Jesus and Paul -- The Word and the Witness

— -- Two men sacrificed everything for the belief that God had chosen them to change the world. And they did change the world.

In a special three-hour broadcast, Peter Jennings tells the story of Jesus of Nazareth, Paul the Apostle and Christianity in its first decades — a tiny movement that against the odds survived and then triumphed over all the gods and goddesses of the Roman Empire.

The first century was barely 30 years old. Rome ruled the world from Europe to the heart of the Middle East. The Caesars were gods and most people knew nothing about a young Jewish peasant named Jesus of Nazareth who was preaching along the Sea of Gallilee, at the edge of the Empire.

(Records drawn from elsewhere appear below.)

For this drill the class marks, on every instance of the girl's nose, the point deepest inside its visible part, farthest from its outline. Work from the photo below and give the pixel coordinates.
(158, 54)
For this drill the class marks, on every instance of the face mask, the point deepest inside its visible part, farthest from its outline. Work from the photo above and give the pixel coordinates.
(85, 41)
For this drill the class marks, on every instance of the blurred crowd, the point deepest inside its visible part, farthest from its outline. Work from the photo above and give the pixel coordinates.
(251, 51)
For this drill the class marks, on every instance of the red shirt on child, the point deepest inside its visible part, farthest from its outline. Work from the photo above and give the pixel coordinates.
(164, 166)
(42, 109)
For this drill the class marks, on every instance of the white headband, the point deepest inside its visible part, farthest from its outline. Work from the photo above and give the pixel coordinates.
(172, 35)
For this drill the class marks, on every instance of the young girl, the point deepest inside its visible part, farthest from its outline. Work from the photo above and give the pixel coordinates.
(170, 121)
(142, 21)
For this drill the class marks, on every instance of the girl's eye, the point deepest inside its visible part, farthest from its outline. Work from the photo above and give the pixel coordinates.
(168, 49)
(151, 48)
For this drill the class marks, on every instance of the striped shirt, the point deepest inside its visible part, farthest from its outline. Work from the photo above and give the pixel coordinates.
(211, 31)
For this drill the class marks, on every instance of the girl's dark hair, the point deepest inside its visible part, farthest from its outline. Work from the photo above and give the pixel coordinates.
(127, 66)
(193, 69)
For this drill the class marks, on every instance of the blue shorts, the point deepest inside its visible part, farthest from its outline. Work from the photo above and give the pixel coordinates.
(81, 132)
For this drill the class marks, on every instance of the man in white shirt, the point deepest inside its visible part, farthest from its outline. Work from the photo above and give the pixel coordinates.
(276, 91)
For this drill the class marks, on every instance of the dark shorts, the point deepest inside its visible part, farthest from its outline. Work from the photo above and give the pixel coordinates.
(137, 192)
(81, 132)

When Jesus died on the cross, he left behind a small and frightened group of followers struggling to make sense of his humiliating end. Most Jews either rejected his message or ignored it.

"The idea of a crucified god really did not make sense in the first century," says Ben Witherington, a scholar of the New Testament, in Jennings' report. "It's not a message you make up if you're going to start a religion in the first century A.D."

Yet within a few decades, against all odds, the tiny Jesus movement began to spread, and in spite of ridicule, suspicion and persecution it would ultimately displace the Caesars and remains the dominant religion of the West over 2000 years later.

Many historians and New Testament scholars argue that Paul did more than anyone to make that happen, even though he never knew Jesus. After Jesus' death and resurrection, Paul becomes the main character in the Bible story about the birth of Christianity.

Paul, who according to the Bible had a sudden conversion on the road to Damascus, took the stories of the crucifixion and Jesus' resurrection and preached them in a way that was appealing to a broad audience.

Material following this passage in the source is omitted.